Taking care of the basic needs of the poor is a part of faith. As all individuals are connected through the bond of neighborhood, it is the responsibility of the entire community to ensure that no one is deprived of their basic right to a livelihood.

Islam Promotes Equality and Justice for All

Islam is a religion that promotes peace and human rights. It encourages good behavior to every individual and urges other sections of society to provide basic rights to minorities within the Islamic state which can be envisioned in a utopian society.

Allah says in the Quran:

“There is no compulsion in Din (Religion).
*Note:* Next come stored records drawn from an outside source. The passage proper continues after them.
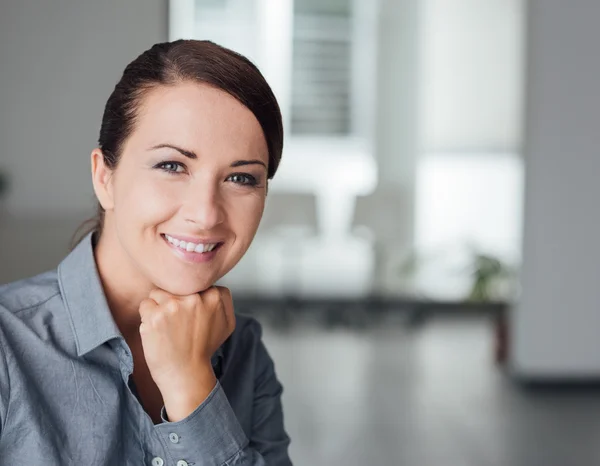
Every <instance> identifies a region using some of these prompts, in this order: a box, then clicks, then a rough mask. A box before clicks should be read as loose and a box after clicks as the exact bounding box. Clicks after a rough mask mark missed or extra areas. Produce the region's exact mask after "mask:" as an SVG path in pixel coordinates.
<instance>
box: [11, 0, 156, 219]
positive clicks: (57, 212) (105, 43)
mask: <svg viewBox="0 0 600 466" xmlns="http://www.w3.org/2000/svg"><path fill="white" fill-rule="evenodd" d="M166 12H167V5H166V0H127V1H120V0H103V1H94V0H53V1H43V2H41V1H39V0H3V1H2V4H1V6H0V63H2V66H0V109H1V111H0V166H4V167H5V168H7V169H8V171H9V172H10V173H11V175H12V177H13V183H12V186H13V189H12V193H11V196H10V197H9V199H8V202H7V208H8V209H9V210H10V211H11V212H13V213H15V214H16V215H19V216H27V215H30V214H36V215H37V214H40V213H43V214H45V215H54V214H59V215H61V214H62V215H64V214H72V213H73V212H75V211H83V210H85V209H87V208H88V207H90V206H91V205H93V192H92V189H91V183H90V178H89V154H90V151H91V149H92V148H93V147H94V145H95V142H96V140H97V136H98V129H99V125H100V120H101V117H102V110H103V107H104V103H105V102H106V99H107V97H108V95H109V94H110V92H111V91H112V88H113V87H114V85H115V83H116V81H117V80H118V78H119V75H120V73H121V72H122V70H123V68H124V66H125V65H126V64H127V63H128V62H129V61H130V60H131V59H133V58H134V57H135V56H136V55H138V54H139V53H140V52H141V51H142V50H145V49H146V48H148V47H149V46H150V45H152V44H153V43H155V42H158V41H160V40H165V39H166V37H167V30H166V28H167V25H166Z"/></svg>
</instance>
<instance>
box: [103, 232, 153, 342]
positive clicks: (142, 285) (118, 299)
mask: <svg viewBox="0 0 600 466" xmlns="http://www.w3.org/2000/svg"><path fill="white" fill-rule="evenodd" d="M94 256H95V259H96V266H97V268H98V274H99V276H100V281H101V282H102V287H103V288H104V294H105V295H106V301H107V303H108V307H109V308H110V312H111V314H112V316H113V318H114V319H115V322H116V324H117V327H119V330H120V331H121V333H122V334H123V336H124V337H125V339H126V340H129V339H131V338H135V337H136V336H137V334H138V329H139V325H140V315H139V311H138V309H139V305H140V303H141V302H142V300H143V299H145V298H147V297H148V295H149V294H150V291H151V290H152V288H153V287H152V284H151V283H149V282H148V280H145V279H144V277H143V276H142V275H141V274H140V272H139V270H137V268H136V267H135V266H134V264H132V262H131V259H130V258H129V257H128V255H127V253H126V252H125V251H124V250H123V247H122V245H121V243H120V242H119V239H118V238H117V235H116V234H115V233H114V231H110V230H107V226H106V225H105V226H104V231H103V233H102V234H101V235H100V237H99V239H98V242H97V244H96V247H95V248H94Z"/></svg>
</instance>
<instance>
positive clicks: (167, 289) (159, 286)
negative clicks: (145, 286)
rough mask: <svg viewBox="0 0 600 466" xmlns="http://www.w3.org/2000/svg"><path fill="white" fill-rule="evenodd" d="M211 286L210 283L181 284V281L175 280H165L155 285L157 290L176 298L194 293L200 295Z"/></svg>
mask: <svg viewBox="0 0 600 466" xmlns="http://www.w3.org/2000/svg"><path fill="white" fill-rule="evenodd" d="M212 285H213V282H212V281H206V282H199V281H196V282H190V283H182V282H181V281H176V280H165V281H162V282H161V283H157V284H156V286H157V288H160V289H162V290H164V291H166V292H167V293H171V294H172V295H176V296H189V295H191V294H194V293H200V292H202V291H204V290H207V289H208V288H210V287H211V286H212Z"/></svg>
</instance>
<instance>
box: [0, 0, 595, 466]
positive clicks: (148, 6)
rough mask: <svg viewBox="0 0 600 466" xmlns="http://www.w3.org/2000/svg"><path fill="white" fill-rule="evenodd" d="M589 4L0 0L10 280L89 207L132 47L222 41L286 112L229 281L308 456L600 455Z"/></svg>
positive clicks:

Surely, the guidance has been evidently distinguished from error.” (Quran 2:256)

There are numerous Hadith regarding the rights of non-Muslims.

“Whoever hurts a non-Muslim citizen of a Muslim state, I am his adversary, and I shall be his adversary on the Day of Resurrection.” (Abu-Dawood, Al-Sunan)

This Hadith conveys a clear message about the rights of non-Muslims and the consequences of mistreating them. 

It is not just a warning but a law that was in force in the Islamic State during the blessed era of the Prophet, which continued to be implemented later and is still a part of the Islamic State.

In an Islamic state, non-Muslims are given full freedom to perform their religious duties. There is no coercion in Islam. Forcing someone to convert to Islam is against the teachings of Islam, and it’s completely prohibited and declared a crime.

Allah says in the Holy Quran:

“(So) you have your din (religion), and I have my Din (Religion).” (Quran 109:6)

‏One notable incident is the Covenant of Medina, where Prophet Muhammad (SAWW) granted religious freedom to non-Muslims, allowing them to practice their faith and maintain their places of worship, including the Jews and other communities in the city. This exemplifies the Prophet’s commitment to tolerance and coexistence. 

The protection of their lives, property, honor, and dignity has been declared the responsibility of the state. 

Imam Ali (AS) said, “The blood of our non-Muslim subjects is equal to our blood, and their lives are as sacred as ours.”


Today, humanity needs such a world system for its survival, which is based on Islam. The system that humanity needs today can only be fulfilled by a system based on the teachings given by the Holy Prophet. The biggest proof of this is the universal charter of human rights, the last sermon (Khutabul Wada) of Prophet Muhammad, which every Muslim should read in order to better understand how to treat our community members and fellow human beings.